- Rezygnacja Pana Bartłomieja Misiewicza została przyjęta. Komisja PiS całkowicie negatywnie oceniła jego postawę, stwierdzając brak kwalifikacji do pełnienia funkcji w sferze administracji publicznej, spółkach Skarbu Państwa i innych sferach życia publicznego - powiedział Wicemarszałek Sejmu Joachim Brudziński podczas briefingu po zakończeniu posiedzenia partyjnej komisji, która zajmowała się wyjaśnieniem zarzutów stawianych Bartłomiejowi Misiewiczowi.
Dodał, że tym wszystkim Polakom, którzy poczuli się zażenowani i zdegustowali tym, co działo się wokół Bartłomieja Misiewicza, należy się słowo "przepraszam".
- Wczorajsza decyzja Prezesa Jarosława Kaczyńskiego o powołaniu komisji, o podjęciu stosownych działań pokazuje, z jak bezwzględną konsekwencją Pan Prezes Jarosław Kaczyński w takich sytuacjach reaguje - zaznaczył.
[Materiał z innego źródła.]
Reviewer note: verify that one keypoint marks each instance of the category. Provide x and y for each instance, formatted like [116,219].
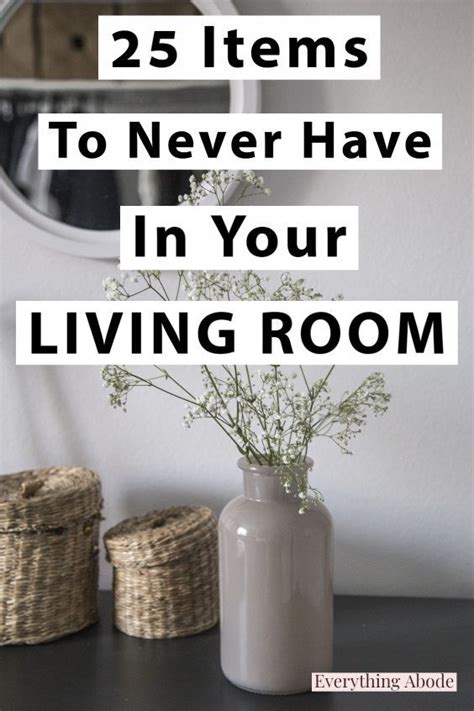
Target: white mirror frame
[245,97]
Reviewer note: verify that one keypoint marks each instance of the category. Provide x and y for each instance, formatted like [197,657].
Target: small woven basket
[49,529]
[165,572]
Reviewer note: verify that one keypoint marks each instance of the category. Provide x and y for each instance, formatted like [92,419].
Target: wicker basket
[49,528]
[165,572]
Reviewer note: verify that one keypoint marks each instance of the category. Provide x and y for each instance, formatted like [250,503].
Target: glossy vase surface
[276,597]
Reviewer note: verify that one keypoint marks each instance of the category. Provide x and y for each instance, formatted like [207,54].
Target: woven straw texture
[49,529]
[165,572]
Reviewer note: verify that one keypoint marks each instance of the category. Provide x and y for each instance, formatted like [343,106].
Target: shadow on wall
[389,569]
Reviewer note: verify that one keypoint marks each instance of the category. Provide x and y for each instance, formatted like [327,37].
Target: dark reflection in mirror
[48,60]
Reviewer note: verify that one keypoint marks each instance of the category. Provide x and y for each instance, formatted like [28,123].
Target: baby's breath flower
[272,415]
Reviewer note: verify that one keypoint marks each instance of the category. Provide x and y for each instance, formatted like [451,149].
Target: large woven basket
[165,572]
[49,528]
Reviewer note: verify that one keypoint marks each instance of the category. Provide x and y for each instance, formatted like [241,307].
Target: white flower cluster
[271,416]
[217,183]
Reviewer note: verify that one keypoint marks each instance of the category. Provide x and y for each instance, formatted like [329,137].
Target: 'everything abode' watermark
[380,681]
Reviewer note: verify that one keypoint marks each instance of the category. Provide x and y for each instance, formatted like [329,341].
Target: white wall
[401,504]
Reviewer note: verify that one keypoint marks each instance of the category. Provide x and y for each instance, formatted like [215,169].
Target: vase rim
[270,469]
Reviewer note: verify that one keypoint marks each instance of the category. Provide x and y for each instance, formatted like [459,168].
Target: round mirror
[48,60]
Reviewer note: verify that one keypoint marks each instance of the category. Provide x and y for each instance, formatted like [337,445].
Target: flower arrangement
[271,415]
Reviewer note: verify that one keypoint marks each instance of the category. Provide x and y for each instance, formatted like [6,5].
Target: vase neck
[265,487]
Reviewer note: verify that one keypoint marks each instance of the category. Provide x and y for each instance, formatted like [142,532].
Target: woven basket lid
[48,498]
[160,536]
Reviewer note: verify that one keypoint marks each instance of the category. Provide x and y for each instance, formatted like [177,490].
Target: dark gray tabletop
[101,669]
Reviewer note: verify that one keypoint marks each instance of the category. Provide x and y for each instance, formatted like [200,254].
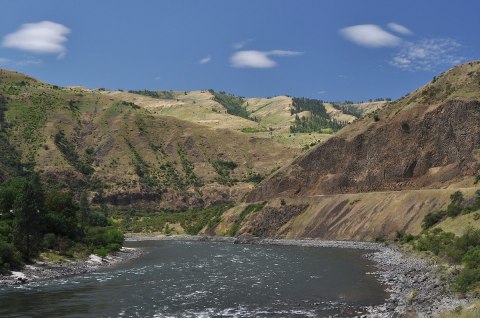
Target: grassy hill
[129,149]
[149,149]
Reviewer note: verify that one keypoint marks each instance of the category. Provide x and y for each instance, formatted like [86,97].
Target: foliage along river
[208,279]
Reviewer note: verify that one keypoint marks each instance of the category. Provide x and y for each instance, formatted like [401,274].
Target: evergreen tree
[28,218]
[84,210]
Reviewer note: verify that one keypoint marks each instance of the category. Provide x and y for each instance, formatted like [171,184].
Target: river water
[209,279]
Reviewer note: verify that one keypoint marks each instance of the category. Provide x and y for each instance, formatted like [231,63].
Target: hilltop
[147,149]
[427,139]
[380,175]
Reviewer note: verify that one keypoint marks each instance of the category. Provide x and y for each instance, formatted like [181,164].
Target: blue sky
[331,50]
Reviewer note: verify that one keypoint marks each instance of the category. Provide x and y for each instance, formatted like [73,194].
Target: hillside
[124,153]
[146,149]
[427,139]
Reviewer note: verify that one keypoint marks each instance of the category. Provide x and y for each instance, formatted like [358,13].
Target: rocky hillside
[145,149]
[427,139]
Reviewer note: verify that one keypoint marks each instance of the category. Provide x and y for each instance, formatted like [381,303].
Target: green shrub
[432,218]
[252,208]
[468,279]
[10,257]
[472,258]
[108,238]
[436,241]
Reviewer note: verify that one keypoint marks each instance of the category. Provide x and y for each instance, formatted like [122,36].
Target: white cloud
[205,60]
[258,59]
[241,44]
[44,37]
[427,55]
[26,61]
[370,35]
[399,28]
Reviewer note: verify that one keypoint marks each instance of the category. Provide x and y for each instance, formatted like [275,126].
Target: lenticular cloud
[44,37]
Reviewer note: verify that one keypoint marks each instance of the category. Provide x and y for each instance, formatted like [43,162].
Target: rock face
[428,139]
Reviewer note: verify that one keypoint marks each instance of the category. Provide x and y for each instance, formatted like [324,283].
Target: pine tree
[28,218]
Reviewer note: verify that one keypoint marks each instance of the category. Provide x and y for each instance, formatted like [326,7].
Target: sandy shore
[414,283]
[42,271]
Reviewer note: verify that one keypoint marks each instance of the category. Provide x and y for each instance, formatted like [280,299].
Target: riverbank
[42,271]
[414,283]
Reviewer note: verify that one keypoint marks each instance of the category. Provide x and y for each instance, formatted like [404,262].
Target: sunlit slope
[123,151]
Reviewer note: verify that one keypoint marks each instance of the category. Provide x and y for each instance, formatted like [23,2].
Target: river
[209,279]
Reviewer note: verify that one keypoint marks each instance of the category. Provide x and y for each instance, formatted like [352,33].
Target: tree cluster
[33,220]
[319,120]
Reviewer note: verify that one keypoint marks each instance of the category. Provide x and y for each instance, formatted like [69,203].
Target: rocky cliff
[428,139]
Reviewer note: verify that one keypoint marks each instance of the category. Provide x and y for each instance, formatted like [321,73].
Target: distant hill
[428,139]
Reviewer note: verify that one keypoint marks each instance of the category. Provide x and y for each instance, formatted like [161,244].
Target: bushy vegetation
[191,221]
[252,208]
[233,104]
[456,207]
[463,250]
[33,220]
[155,94]
[348,109]
[67,148]
[224,171]
[188,168]
[319,120]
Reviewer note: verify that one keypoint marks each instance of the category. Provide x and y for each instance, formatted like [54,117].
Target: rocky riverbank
[414,283]
[42,271]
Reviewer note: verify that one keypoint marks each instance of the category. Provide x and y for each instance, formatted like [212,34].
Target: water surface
[208,279]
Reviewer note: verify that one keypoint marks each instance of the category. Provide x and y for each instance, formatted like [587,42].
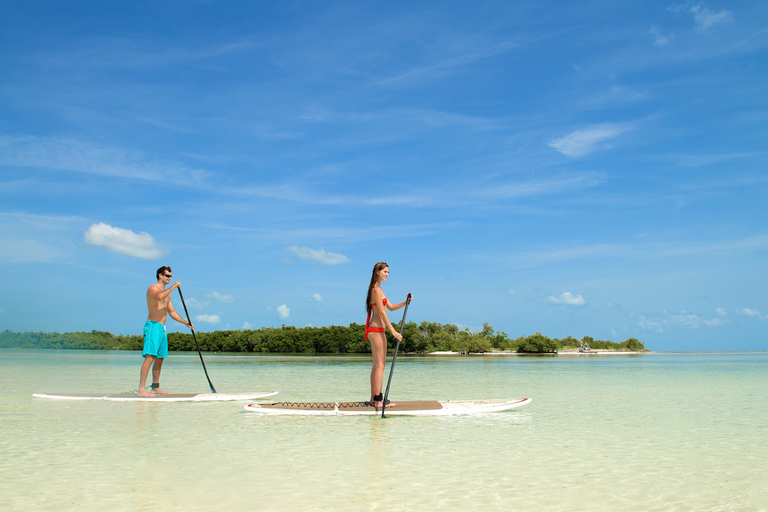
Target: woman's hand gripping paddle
[394,357]
[195,337]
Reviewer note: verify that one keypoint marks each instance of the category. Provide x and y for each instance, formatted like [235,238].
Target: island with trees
[422,338]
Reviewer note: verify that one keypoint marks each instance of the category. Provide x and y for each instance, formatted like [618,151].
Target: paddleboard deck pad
[175,397]
[400,408]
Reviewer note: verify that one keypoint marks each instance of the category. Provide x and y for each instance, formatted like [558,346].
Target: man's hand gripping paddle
[195,337]
[394,357]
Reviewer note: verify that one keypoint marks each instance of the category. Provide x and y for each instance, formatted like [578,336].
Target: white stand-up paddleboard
[176,397]
[401,408]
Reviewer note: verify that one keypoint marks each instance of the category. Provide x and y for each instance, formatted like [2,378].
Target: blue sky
[596,168]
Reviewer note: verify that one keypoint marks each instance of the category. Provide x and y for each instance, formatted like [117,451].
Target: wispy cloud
[538,187]
[753,313]
[319,255]
[695,321]
[68,154]
[648,324]
[585,141]
[124,241]
[208,319]
[222,298]
[27,238]
[448,65]
[660,40]
[566,298]
[650,250]
[705,18]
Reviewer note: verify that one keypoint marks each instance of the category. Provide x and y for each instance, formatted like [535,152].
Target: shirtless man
[155,337]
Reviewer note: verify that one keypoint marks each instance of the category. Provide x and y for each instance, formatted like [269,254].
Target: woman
[376,305]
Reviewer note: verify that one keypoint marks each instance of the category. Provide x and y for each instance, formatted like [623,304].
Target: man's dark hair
[162,270]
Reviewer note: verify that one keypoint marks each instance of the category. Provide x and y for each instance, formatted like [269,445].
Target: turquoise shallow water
[660,432]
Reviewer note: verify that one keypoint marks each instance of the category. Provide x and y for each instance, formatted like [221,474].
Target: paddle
[213,389]
[394,357]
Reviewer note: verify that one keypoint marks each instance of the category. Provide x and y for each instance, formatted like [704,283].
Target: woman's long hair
[376,269]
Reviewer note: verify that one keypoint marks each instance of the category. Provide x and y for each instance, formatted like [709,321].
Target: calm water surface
[663,432]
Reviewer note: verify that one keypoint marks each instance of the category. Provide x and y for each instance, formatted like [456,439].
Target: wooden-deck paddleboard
[400,408]
[175,397]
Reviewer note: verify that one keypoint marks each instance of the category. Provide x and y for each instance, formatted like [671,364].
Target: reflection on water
[657,432]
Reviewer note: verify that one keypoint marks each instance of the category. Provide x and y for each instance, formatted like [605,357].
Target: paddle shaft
[394,357]
[213,389]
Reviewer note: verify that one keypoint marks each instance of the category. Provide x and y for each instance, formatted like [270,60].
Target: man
[155,337]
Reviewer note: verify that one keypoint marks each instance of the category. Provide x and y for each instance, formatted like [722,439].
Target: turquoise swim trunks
[155,340]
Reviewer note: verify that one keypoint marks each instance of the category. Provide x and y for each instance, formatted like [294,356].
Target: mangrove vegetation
[417,338]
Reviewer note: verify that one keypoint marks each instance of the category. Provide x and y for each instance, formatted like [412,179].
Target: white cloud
[194,303]
[660,39]
[319,255]
[695,321]
[753,313]
[705,18]
[567,298]
[587,140]
[74,155]
[124,241]
[26,238]
[209,319]
[650,325]
[223,298]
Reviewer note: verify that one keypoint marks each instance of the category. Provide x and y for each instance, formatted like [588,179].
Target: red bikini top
[368,320]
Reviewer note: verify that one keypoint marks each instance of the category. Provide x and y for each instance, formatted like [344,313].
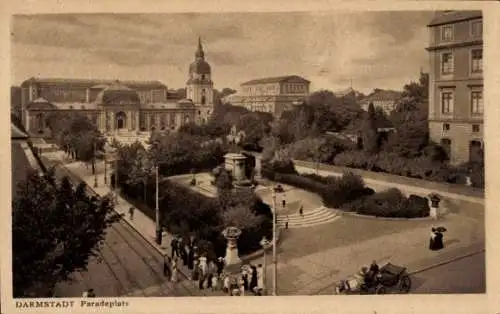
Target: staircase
[309,218]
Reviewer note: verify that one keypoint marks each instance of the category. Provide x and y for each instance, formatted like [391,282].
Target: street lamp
[157,209]
[94,164]
[265,245]
[276,189]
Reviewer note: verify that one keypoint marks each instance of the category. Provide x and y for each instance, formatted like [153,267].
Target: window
[446,145]
[477,61]
[476,29]
[475,151]
[447,102]
[476,98]
[447,33]
[447,63]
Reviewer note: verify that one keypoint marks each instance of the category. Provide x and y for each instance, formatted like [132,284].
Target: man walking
[131,212]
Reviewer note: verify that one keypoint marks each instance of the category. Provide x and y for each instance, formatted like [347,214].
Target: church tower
[200,86]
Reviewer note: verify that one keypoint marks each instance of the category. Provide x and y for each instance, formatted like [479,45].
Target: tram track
[128,280]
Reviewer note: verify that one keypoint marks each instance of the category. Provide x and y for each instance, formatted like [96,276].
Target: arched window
[446,144]
[475,151]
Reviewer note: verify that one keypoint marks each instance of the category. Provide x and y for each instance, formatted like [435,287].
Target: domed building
[123,107]
[200,86]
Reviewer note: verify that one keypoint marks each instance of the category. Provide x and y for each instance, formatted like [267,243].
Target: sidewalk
[140,222]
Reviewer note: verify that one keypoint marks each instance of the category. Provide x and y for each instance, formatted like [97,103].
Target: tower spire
[199,52]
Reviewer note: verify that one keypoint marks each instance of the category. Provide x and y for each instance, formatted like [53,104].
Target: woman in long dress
[174,270]
[432,244]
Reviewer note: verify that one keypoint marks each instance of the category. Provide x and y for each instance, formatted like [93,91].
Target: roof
[95,83]
[381,95]
[200,66]
[447,17]
[276,79]
[117,93]
[16,133]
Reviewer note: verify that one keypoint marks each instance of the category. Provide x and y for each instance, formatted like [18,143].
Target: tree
[369,132]
[77,135]
[55,231]
[141,170]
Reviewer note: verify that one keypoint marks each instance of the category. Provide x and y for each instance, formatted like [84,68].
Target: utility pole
[157,209]
[275,261]
[94,159]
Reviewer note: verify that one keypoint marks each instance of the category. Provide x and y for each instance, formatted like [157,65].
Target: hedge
[335,191]
[420,168]
[390,203]
[184,212]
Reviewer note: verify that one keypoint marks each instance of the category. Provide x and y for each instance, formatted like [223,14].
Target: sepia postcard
[265,157]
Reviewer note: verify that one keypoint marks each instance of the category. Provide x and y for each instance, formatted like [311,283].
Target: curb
[342,213]
[445,262]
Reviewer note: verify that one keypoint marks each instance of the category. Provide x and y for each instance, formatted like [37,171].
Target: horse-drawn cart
[389,276]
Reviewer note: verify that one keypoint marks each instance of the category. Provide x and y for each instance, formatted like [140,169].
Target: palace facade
[120,106]
[271,94]
[456,84]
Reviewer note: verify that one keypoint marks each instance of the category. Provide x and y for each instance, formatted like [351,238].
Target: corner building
[456,84]
[120,107]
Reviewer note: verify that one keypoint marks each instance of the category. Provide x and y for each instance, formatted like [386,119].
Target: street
[127,265]
[466,275]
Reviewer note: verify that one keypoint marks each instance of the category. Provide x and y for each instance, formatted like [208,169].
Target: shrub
[390,203]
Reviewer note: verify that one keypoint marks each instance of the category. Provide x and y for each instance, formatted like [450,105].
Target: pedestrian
[260,277]
[432,244]
[174,277]
[166,267]
[215,283]
[226,283]
[438,240]
[173,247]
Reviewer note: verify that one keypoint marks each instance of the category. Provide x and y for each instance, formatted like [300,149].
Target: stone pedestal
[235,163]
[231,234]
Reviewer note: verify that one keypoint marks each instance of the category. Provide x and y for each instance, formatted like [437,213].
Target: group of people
[436,239]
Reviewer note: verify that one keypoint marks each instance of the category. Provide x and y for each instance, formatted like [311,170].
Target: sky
[373,49]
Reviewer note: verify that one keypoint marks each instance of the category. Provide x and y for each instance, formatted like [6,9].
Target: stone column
[129,120]
[232,234]
[137,120]
[112,122]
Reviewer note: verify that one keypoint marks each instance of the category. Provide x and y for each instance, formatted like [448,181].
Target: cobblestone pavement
[129,263]
[311,259]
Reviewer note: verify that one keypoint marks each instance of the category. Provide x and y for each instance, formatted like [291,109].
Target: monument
[232,234]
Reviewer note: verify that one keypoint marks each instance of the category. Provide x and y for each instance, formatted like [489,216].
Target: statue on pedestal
[232,234]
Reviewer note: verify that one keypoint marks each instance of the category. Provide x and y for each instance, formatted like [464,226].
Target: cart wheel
[405,285]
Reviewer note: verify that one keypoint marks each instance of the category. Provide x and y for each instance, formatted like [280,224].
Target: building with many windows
[386,100]
[456,83]
[120,106]
[271,94]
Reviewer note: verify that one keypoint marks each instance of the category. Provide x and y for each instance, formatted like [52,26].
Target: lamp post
[157,209]
[275,260]
[94,159]
[116,172]
[265,245]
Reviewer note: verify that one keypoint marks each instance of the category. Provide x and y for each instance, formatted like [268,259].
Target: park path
[141,223]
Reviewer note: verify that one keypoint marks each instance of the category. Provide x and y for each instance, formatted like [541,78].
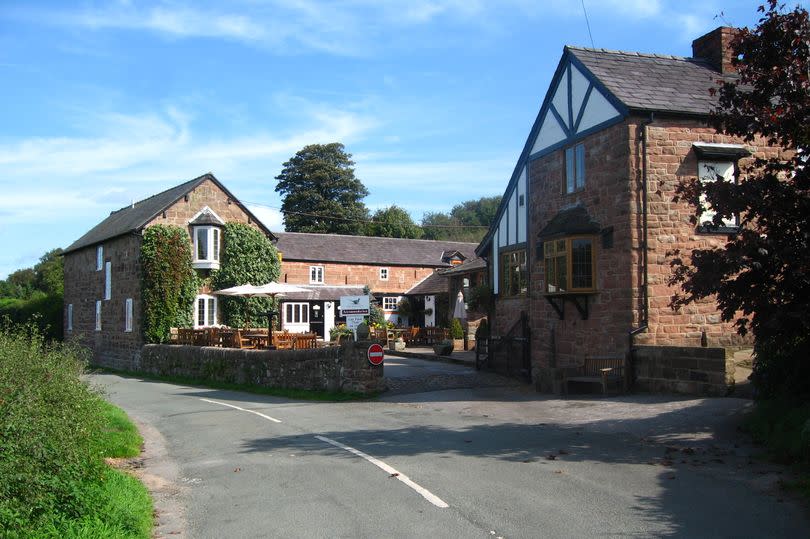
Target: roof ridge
[198,178]
[637,54]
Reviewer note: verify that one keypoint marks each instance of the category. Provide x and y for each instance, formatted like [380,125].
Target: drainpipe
[645,296]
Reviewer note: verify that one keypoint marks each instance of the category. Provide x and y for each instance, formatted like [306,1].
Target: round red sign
[375,354]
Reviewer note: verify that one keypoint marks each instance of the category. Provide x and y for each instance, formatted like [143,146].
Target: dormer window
[206,247]
[207,237]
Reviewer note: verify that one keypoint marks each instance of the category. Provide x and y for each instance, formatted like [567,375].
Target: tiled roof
[653,82]
[132,218]
[300,246]
[435,283]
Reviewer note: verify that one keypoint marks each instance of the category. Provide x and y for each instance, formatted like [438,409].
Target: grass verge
[783,429]
[55,432]
[295,394]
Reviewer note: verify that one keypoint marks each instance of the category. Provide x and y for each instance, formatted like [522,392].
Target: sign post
[376,354]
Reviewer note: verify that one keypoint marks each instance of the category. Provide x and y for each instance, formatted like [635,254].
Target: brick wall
[560,343]
[681,369]
[400,278]
[112,346]
[337,368]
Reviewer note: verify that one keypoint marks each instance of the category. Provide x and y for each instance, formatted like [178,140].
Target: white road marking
[273,419]
[426,494]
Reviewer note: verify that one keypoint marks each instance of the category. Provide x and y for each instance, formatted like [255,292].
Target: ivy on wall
[169,283]
[248,256]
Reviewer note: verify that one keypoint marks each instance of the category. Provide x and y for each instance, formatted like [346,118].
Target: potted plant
[443,348]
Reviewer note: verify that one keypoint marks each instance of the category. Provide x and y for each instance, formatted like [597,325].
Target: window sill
[205,264]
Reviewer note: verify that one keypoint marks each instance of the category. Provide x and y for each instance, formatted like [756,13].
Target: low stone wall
[336,368]
[680,369]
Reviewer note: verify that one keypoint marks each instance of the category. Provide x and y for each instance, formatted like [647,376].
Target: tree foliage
[320,192]
[761,277]
[168,281]
[248,256]
[393,222]
[477,215]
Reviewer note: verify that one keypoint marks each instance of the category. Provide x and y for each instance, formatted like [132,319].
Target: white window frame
[316,275]
[213,240]
[574,168]
[708,171]
[108,280]
[98,315]
[210,313]
[128,315]
[296,313]
[390,303]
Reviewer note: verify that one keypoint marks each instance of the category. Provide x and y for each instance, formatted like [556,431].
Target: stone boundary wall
[683,369]
[336,368]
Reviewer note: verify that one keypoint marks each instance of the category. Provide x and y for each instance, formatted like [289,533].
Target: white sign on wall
[354,305]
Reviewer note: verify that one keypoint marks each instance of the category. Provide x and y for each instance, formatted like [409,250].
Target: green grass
[295,394]
[783,429]
[54,434]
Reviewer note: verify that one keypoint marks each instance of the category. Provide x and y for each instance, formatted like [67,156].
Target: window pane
[212,311]
[569,170]
[202,244]
[581,263]
[580,166]
[201,312]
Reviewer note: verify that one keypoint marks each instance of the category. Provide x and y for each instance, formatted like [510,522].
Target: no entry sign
[375,354]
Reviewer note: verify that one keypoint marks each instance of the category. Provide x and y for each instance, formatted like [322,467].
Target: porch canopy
[269,290]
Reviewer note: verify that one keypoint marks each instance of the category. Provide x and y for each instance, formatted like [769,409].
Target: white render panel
[550,133]
[511,236]
[597,110]
[560,100]
[521,213]
[579,85]
[494,264]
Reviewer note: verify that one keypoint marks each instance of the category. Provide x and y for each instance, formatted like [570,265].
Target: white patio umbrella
[460,309]
[269,290]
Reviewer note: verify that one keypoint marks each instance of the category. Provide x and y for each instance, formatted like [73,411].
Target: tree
[761,277]
[393,222]
[467,221]
[320,192]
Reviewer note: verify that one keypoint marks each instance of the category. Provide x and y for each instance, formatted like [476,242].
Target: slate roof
[435,283]
[310,247]
[323,293]
[476,264]
[134,217]
[653,82]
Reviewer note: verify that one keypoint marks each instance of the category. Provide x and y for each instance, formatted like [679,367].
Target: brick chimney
[714,47]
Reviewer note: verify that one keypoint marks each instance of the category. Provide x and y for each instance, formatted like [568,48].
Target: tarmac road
[486,462]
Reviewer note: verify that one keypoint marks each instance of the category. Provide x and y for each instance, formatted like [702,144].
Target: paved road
[506,462]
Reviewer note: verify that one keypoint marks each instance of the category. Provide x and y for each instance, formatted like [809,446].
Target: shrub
[169,283]
[248,256]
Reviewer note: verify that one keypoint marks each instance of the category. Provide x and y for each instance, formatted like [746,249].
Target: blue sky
[109,102]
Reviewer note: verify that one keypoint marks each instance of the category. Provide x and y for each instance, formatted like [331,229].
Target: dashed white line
[273,419]
[426,494]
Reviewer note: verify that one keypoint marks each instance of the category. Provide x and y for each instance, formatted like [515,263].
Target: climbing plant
[248,256]
[168,281]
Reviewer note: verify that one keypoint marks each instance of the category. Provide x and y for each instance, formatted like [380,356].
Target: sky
[105,103]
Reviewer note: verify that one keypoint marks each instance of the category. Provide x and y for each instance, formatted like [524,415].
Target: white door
[296,317]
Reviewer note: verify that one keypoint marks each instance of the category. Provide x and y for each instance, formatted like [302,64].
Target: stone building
[102,268]
[331,266]
[577,254]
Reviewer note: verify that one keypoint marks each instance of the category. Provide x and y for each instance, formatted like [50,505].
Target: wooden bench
[598,370]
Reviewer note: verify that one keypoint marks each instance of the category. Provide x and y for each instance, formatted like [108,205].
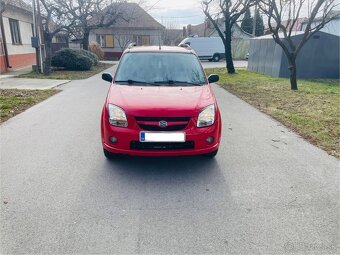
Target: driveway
[267,191]
[237,64]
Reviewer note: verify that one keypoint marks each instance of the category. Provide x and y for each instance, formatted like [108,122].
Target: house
[318,58]
[172,37]
[137,26]
[240,39]
[296,27]
[15,35]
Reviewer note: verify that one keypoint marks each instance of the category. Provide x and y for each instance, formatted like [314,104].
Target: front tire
[109,155]
[211,154]
[216,57]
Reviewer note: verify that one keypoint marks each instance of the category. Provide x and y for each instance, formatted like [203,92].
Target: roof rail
[131,45]
[184,45]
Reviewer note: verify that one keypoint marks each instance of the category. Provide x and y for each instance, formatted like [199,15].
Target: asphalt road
[267,191]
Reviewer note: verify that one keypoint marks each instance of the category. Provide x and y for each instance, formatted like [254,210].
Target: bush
[90,55]
[96,49]
[71,59]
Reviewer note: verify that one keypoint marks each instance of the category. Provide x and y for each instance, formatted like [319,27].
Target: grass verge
[15,101]
[61,74]
[313,111]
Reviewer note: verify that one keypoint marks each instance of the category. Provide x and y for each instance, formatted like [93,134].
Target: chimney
[184,32]
[189,30]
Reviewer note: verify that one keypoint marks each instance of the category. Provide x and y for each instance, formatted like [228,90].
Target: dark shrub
[95,48]
[71,59]
[90,55]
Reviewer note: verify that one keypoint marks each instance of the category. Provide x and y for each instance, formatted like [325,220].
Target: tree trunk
[292,69]
[86,40]
[227,48]
[48,48]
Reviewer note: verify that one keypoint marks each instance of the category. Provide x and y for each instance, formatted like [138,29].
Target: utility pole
[254,21]
[41,38]
[35,34]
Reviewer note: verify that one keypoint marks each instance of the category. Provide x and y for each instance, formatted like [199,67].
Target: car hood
[161,100]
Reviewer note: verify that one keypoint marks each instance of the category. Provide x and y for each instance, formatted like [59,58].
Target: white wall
[25,21]
[155,36]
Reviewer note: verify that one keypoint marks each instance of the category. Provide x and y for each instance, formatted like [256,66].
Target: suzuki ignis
[160,103]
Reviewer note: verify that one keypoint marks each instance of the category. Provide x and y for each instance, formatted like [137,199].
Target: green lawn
[61,74]
[14,101]
[313,111]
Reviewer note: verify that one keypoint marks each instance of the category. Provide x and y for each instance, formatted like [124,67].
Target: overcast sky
[176,12]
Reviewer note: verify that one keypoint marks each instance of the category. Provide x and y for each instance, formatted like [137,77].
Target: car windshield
[160,69]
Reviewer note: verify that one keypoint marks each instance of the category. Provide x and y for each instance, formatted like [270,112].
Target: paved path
[237,64]
[267,191]
[24,83]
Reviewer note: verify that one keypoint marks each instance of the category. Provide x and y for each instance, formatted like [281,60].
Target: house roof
[173,34]
[335,14]
[297,26]
[19,4]
[176,49]
[207,29]
[131,15]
Podkreślił, że PiS tym różni się od PO, że w takich sytuacjach potrafi wyciągać wnioski. Przypomniał też listę afer, jakie miały miejsce, gdy rządy sprawowały PO i PSL.
- Bartłomiej Misiewicz nie dopuścił się żadnego przestępstwa, co niestety niejednokrotnie miało miejsce w PO - stwierdził Wicemarszałek Joachim Brudziński.